The Berkshires figure prominently in the book, as well. In the chapter “Monument Mountain,” Newman recounts the tale of a Mohican woman falling to her death from one of the “knife-edged summits … [marked by] a pillar of stone … [and] now called Peeskawso Peak, [which] means virtuous woman.” There is an allusion to the famed meeting of Nathaniel Hawthorne and Herman Melville on the same rocky slope, and clever compass points (5.28 for Great Barrington, 212 for New York City, from where Newman hails). “I wanted to bring it home,” she said of the deep influence this land has had on her and her creative process.
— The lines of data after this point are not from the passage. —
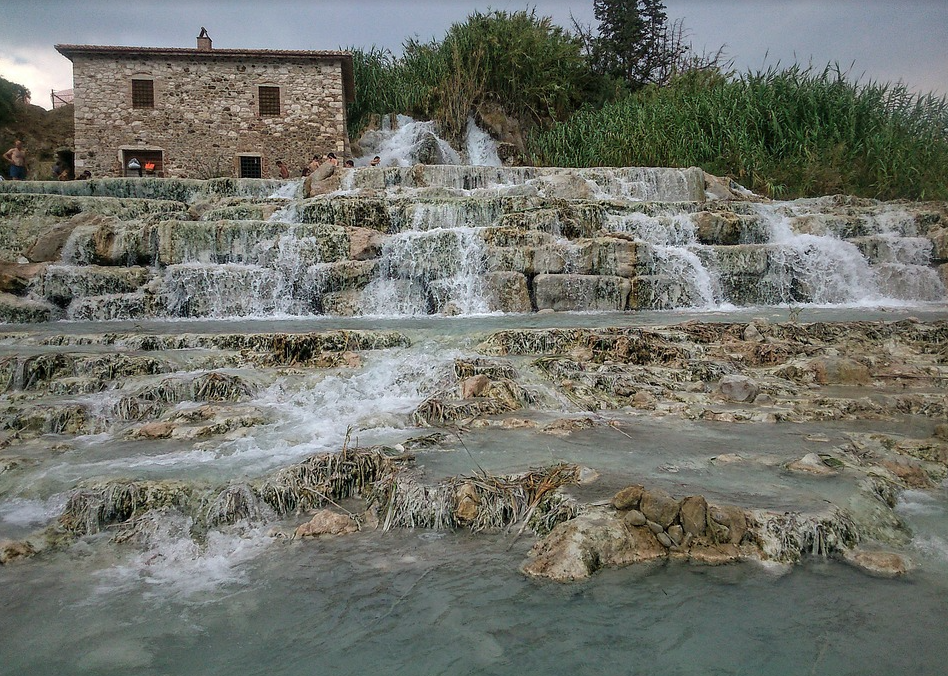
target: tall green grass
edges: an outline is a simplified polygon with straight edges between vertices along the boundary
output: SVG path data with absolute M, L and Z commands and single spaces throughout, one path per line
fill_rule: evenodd
M 775 197 L 948 199 L 948 102 L 837 67 L 701 72 L 578 111 L 529 139 L 538 164 L 700 166 Z

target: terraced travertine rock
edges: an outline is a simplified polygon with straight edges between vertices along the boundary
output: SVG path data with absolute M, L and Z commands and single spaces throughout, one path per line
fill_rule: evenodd
M 948 323 L 937 321 L 696 322 L 507 330 L 479 349 L 536 357 L 534 368 L 588 410 L 632 406 L 732 421 L 938 419 L 948 414 L 946 341 Z M 725 387 L 735 379 L 753 399 L 735 401 Z
M 338 187 L 305 199 L 298 182 L 233 179 L 0 187 L 0 292 L 23 299 L 0 302 L 0 318 L 946 298 L 941 203 L 768 203 L 697 169 L 419 165 L 346 170 Z M 50 279 L 74 289 L 45 293 L 35 263 L 75 268 Z M 110 286 L 91 266 L 151 271 Z
M 359 368 L 365 350 L 409 344 L 396 331 L 14 332 L 0 341 L 0 445 L 49 434 L 219 437 L 269 422 L 256 395 L 288 369 Z

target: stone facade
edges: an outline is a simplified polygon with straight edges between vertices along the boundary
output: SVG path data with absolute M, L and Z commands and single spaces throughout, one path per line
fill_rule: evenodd
M 141 156 L 142 164 L 155 163 L 158 176 L 253 177 L 259 171 L 263 178 L 279 177 L 277 160 L 299 176 L 315 153 L 348 153 L 351 54 L 203 43 L 199 38 L 198 49 L 56 46 L 73 62 L 77 172 L 131 175 L 129 159 Z M 140 100 L 133 106 L 133 80 L 152 90 L 152 106 Z M 279 92 L 276 114 L 261 111 L 261 87 Z

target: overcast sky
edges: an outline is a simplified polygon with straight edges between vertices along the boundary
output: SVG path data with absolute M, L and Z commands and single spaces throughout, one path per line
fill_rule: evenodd
M 72 87 L 57 43 L 194 47 L 201 26 L 215 47 L 337 49 L 440 39 L 474 10 L 534 7 L 562 26 L 595 25 L 593 0 L 0 0 L 0 76 L 49 107 Z M 666 0 L 695 49 L 724 46 L 740 70 L 838 63 L 860 81 L 901 81 L 948 94 L 948 0 Z

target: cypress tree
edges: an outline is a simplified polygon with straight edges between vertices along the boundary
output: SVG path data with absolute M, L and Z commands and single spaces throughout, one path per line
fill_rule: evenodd
M 667 17 L 661 0 L 593 0 L 599 36 L 592 48 L 597 71 L 638 89 L 653 82 L 665 53 Z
Ultimately, the themes about which Newman writes — namely the need for unity among all who inhabit the earth and humanity’s tenuous relationship with the planet — are more timely than ever. “It became more and more apparent,” she said of her intuition that things were changing, and people were largely not paying attention, but she was. “I did not know what to do about it,” she admitted, acknowledging that she still “could do much better than I’m doing, in my day-to-day world.” Hence her crafting a story that hinges on allies of the earth. “I really wanted this book to be hopeful,” she said, especially for young girls. “I want it to galvanize people, I want my readers to look at the natural world through new, wondrous eyes so they fall in love. When you fall in love with something, you want to protect it.”
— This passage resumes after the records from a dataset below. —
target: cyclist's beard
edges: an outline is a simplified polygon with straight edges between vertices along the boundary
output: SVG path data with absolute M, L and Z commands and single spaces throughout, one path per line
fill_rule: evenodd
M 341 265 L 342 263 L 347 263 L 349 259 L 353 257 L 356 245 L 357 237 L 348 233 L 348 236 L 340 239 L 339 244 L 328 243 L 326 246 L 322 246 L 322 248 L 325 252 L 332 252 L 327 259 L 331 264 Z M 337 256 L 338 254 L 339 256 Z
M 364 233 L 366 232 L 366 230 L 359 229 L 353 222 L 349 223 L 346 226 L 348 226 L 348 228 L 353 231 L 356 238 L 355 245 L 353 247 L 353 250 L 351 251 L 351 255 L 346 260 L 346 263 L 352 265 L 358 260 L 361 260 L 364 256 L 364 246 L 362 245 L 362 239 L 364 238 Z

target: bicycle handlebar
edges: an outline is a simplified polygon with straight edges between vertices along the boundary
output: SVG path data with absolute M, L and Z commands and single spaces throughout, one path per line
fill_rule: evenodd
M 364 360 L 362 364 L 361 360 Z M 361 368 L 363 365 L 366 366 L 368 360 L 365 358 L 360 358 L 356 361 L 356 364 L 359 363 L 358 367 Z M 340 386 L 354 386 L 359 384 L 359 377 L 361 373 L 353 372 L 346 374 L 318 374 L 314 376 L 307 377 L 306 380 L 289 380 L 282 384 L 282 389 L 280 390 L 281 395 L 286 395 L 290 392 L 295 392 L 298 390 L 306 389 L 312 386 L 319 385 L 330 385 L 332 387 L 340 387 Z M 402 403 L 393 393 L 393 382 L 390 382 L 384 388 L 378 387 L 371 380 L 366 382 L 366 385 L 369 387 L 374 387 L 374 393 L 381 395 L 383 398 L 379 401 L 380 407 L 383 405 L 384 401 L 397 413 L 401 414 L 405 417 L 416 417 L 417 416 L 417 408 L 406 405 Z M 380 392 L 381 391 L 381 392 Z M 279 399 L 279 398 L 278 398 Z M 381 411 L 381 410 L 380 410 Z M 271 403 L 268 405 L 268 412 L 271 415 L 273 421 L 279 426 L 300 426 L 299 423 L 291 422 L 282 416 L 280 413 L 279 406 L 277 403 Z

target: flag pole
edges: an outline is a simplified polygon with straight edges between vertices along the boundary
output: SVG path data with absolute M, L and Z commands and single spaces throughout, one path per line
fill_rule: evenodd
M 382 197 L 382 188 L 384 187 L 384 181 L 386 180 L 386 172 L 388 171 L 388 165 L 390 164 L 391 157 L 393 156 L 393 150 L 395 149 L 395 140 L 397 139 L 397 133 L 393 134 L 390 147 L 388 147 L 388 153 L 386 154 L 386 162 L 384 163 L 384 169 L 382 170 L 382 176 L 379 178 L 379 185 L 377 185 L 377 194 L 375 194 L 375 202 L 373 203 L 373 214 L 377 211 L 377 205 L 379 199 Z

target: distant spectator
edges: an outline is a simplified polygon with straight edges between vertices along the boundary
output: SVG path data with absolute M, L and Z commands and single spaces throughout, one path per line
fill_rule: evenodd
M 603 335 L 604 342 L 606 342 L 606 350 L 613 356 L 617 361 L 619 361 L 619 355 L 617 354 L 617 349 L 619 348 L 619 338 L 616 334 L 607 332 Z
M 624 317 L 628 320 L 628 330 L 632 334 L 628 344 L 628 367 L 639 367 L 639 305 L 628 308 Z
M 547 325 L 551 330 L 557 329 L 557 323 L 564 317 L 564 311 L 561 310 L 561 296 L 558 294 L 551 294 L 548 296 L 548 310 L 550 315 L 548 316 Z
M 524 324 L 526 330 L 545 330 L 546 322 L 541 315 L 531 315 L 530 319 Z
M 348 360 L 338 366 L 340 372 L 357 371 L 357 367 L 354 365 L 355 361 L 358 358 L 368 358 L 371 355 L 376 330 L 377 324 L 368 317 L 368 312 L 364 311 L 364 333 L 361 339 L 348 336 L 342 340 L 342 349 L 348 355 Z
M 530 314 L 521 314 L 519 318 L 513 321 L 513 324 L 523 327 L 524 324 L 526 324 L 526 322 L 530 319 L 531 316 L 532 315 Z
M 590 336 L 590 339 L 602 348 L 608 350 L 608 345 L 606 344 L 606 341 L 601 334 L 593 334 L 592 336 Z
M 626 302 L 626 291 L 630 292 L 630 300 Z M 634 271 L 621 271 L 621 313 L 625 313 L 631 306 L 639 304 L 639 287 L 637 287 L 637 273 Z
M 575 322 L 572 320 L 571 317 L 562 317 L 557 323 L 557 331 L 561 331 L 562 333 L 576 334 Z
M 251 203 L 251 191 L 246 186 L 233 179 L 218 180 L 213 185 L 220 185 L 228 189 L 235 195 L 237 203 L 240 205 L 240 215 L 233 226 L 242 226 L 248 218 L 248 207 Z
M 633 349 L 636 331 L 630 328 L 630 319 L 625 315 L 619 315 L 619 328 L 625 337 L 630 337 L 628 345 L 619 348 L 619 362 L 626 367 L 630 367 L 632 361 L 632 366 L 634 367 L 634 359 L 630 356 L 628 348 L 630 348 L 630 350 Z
What keeps Newman inspired, as a woman and a writer, during these increasingly turbulent times in which we are living? “Trust,” she said, after a measured pause, adding, “trust that it’s all going to be okay. I trust that things happen the way they are supposed to happen, I trust that maybe this is the great churning of the earth. It has been really divisive, but it is all for a reason.”

She also leans on various sisterhoods, and sitting in intentional circles is integral. “We make our own tribes, we carry each other, we support each other, we raise each other up; that’s been really important to me — and a big theme of the book.”